Edit: Here is the main function (I simply run MFCC()):
function result = MFFC()
[y Fs] = audioread('s1.wav');
% sound(y,Fs)
Frames = Frame_Blocking(y,128);
Windowed = Windowing(Frames);
spectrum = FFT_After_Windowing(Windowed);
%imagesc(mag2db(abs(spectrum)))
p = 20;
S = size(spectrum);
n = S(2);
f = spectrum;
m = melfb(p, n, Fs);
n2 = 1 + floor(n/2);
size(m)
size(abs(f(1:n2)).^2)
z = m * abs(f(1:n2)).^2;
result = z;
And here are the auxiliary functions:
function f = Frame_Blocking(y,N)
% Parameters: M = 100, N = 256
% Default : M = 100; N = 256;
M = fix(N/3);
Frames = [];
first = 1; last = N;
len = length(y);
while last <= len
Frames = [Frames; y(first:last)'];
first = first + M;
last = last + M;
end;
if last < len
first = first + M;
Frames = [Frames; y(first : len)];
end
f = Frames;
function f = Windowing(Frames)
S = size(Frames);
N = S(2);
M = S(1);
Windowed = zeros(M,N);
nn = 1:N;
wn = 0.54 - 0.46*cos(2*pi/(N-1)*(nn-1));
for ii = 1:M
Windowed(ii,:) = Frames(ii,:).*wn;
end;
f = Windowed;
function f = FFT_After_Windowing(Windowed)
spectrum = fft(Windowed);
f = spectrum;
Transpose s or transpose the resulting f (it's just a matter of convention).

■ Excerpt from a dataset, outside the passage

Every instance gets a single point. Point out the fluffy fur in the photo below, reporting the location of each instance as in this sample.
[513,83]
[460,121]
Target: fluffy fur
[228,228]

There is nothing wrong with the melfb function you are using, merely with the dimensions of the signal in the example you are trying to run (in the commented lines 14-17).
% f = fft(s);
% m = melfb(p, n, fs);
% n2 = 1 + floor(n/2);
% z = m * abs(f(1:n2)).^2;
The example assumes that you are using a "colum-vector signal s". From the size of your Fourier transformed f (done via fft which respects the input signal dimensions) your input signal s is a row-vector signal.
The part that gives you the error is the actual filtering operation that requires multiplying a p x n2 matrix with a n2 x 1 column-vector (i.e., each filter's response is multiplied pointwise with the Fourier of the input signal). Since your input s is 1 x n, your f will be 1 x n and the final matrix to vector multiplication for z will give an error.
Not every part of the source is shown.